An Israeli government appointed panel has recommended a “windfall tax” on natural resources including potash and other raw materials from the Dead Sea. The panel issued its interim report May 18. The 42 percent surtax on excess profits would be levied on net profits above an 11 percent return on investment. Israel Chemicals Ltd. would be the hardest hit by the recommendations.
The committee also called for a uniform 5 percent royalty level. This would replace royalties on natural resources that currently range from 2-10 percent. The committee was appointed last year by Finance Minister Yair Lapid to reassess the tax regime on natural resources excluding oil and gas. The proposals would cost ICL an estimated $120 million in additional taxes annually. ICL shares fell on May 18 by 2 percent following the issuing of the interim report and shares of Israel Corp., the holding company which owns a majority stake in ICL, were down by 3 percent.
The interim report recommended that the new tax regime come into effect in 2017, and not when the legislative process is concluded by the Knesset. The report said this could give ICL time to adjust to the proposed changes.

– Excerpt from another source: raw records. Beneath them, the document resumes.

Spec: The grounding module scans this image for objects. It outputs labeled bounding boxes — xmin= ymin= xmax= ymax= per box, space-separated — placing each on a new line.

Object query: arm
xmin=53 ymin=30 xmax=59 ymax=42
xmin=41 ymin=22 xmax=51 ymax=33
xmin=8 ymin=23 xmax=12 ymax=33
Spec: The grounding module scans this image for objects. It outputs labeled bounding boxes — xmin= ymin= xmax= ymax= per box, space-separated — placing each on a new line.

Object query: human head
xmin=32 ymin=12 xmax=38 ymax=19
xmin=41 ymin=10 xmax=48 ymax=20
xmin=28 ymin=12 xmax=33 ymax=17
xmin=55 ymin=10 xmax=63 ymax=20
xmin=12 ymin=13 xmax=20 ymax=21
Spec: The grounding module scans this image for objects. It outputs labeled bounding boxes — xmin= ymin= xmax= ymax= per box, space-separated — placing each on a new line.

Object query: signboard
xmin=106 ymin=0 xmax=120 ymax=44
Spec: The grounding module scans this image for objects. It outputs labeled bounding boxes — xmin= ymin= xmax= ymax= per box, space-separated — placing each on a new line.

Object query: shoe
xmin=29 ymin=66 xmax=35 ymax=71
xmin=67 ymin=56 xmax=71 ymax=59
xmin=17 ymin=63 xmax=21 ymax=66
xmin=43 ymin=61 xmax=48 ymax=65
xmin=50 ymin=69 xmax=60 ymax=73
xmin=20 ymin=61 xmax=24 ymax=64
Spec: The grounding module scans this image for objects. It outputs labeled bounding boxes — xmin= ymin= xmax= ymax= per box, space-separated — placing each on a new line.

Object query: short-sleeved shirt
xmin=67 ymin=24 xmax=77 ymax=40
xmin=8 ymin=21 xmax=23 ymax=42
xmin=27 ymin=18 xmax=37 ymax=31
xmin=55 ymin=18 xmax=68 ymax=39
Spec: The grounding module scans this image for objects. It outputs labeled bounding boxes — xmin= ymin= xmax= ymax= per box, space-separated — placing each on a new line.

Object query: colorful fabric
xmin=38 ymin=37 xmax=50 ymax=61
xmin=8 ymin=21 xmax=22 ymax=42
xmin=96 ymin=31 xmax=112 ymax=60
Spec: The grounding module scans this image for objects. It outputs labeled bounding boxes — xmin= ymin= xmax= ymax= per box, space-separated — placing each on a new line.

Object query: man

A final committee report is due out in a few months and this will be followed by government approval and then passage of a law by the Knesset.
In response to the recommendations ICL said it was freezing all planned investments in Israel totaling over $1 billion until the issue of increasing taxes on the company is resolved. ICL also said that the impact of the interim recommendations if implemented would be disastrous and lead the company to reduce its operations in Israel and lay off workers.